Soziale Gerechtigkeit ist Kernthema der Generation 50plus

07.08.2013 – „Es reicht!“ und „Endlich handeln!“ – so deutliche Worte hatten die Politiker bei den Großveranstaltungen des VdK Bayern mit mehreren tausend Teilnehmern im Vorfeld der Bundestagswahlen vom Publikum nicht erwartet. „Rente und Pflege lieferten den größten Zündstoff“, berichtete Ulrike Mascher, Vorsitzende des Sozialverbands VdK Bayern auf der heutigen Pressekonferenz des VdK in München.
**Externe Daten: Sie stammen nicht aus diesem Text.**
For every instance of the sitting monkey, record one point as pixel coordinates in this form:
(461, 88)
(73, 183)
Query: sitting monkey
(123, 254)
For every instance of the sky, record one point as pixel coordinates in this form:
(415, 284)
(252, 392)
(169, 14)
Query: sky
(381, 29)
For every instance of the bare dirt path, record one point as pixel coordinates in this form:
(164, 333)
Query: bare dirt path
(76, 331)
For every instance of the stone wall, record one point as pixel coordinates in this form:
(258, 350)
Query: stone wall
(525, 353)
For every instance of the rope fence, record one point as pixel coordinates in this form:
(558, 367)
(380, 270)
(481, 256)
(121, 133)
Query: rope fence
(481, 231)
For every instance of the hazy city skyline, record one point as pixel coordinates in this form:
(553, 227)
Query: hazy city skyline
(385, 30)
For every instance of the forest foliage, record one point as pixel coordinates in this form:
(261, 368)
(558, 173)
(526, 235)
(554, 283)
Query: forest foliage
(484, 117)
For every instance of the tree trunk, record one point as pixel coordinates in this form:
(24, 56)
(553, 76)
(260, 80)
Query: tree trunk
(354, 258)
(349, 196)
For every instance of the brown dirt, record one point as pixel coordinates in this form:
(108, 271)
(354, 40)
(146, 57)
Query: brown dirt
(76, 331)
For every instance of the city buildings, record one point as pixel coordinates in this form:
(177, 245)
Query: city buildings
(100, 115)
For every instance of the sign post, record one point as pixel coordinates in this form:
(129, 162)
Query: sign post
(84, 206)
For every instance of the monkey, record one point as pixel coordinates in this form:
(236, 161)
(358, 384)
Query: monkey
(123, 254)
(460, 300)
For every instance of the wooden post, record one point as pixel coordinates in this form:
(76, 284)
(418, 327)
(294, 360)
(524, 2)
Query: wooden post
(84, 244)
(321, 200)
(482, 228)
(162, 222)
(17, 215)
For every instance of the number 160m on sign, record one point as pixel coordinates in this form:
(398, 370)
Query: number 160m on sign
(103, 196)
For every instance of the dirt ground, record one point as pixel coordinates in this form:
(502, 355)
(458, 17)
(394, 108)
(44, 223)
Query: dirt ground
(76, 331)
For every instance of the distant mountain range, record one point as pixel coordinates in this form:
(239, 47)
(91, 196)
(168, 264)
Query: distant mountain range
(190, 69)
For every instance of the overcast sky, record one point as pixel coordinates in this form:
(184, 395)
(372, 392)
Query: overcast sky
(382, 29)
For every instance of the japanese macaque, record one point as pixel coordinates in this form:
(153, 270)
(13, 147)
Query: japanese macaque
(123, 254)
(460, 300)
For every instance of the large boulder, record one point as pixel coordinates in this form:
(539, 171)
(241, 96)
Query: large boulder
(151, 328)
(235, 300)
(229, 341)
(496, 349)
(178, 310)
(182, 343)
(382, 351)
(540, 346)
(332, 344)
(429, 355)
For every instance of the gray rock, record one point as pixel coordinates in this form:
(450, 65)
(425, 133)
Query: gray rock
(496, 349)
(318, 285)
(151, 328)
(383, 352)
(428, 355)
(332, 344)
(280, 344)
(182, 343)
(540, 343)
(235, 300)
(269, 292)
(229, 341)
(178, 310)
Das Thema Mütterrenten stand im Fokus der diesjährigen Sommerpressekonferenz des VdK Bayern. Die Fragen der Journalisten beantworteten (von links): VdK-Landesgeschäftsführer Michael Pausder, VdK-Landesvorsitzende Ulrike Mascher und Dr. Bettina Schubarth, Pressesprecherin des VdK Bayern. | © van Rooij

2,4 Millionen Menschen in Bayern sind über 65 Jahre alt. „Mit diesen potenziellen Wählerinnen und Wählern sollte man es sich nicht verscherzen“, warnte Mascher. Die Neurenten für Männer sind 2012 in Bayern mit 941 Euro unter die 1000-Euro-Grenze gerutscht. Die Mini-Rentenerhöhung von 0,25 Prozent schürt die Enttäuschung über die Regierenden gewaltig an, fasste Mascher die Stimmung an der VdK-Basis zusammen. Der VdK fordert eine Rückkehr zum Prinzip der dynamischen Rente: „Wenn die Löhne um 3 Prozent steigen, müssen auch die Renten um 3 Prozent steigen.“

Altersarmut ist vor allem weiblich. Unter den Beziehern von Grundsicherung im Alter in Bayern stellen Frauen über 65 die größte Gruppe. Die Armutsgefährdungsquote der über 65-jährigen Frauen im Freistaat liegt aktuell bei 23,1 Prozent. Viele von ihnen wären durch eine Höherbewertung von Kindererziehungszeiten in der Rente um einiges besser gestellt als heute. „Wir brauchen einen Schutzschirm für Mütter“, forderte die VdK-Landesvorsitzende. „Alle Mütter, unabhängig davon, wann sie Kinder bekommen und großgezogen haben, und ob sie bereits in Rente sind oder nicht, sollen insgesamt drei Kindererziehungsjahre angerechnet bekommen. Und zwar ab 2014. Ältere Mütter haben schon lange genug auf Gerechtigkeit gewartet.“


Eine Million Rentnerinnen könnten nach Schätzungen des VdK in Bayern von einer solchen Regelung profitieren. Bei den Mütterrenten dürfe es kein Hin und Her mit der Finanzierung geben, warnte Mascher: „Es handelt sich um eine gesamtgesellschaftliche Aufgabe. Die Finanzierung muss deshalb über Steuermittel erfolgen und nicht aus Mitteln der Beitragszahler in der Rentenversicherung.“
Die Bilanz der Pflegepolitik fällt nach Meinung des VdK auch sehr mager aus. Mascher bezeichnete die politische Rangelei um die Pflegekosten zur Besserstellung von Demenzkranken in der Pflegeversicherung als „unwürdige Hinhaltetaktik“. Der VdK fordert, dass eine neue Bundesregierung im Herbst einen neuen Pflegebedürftigkeitsbegriff sofort auf den Weg bringt.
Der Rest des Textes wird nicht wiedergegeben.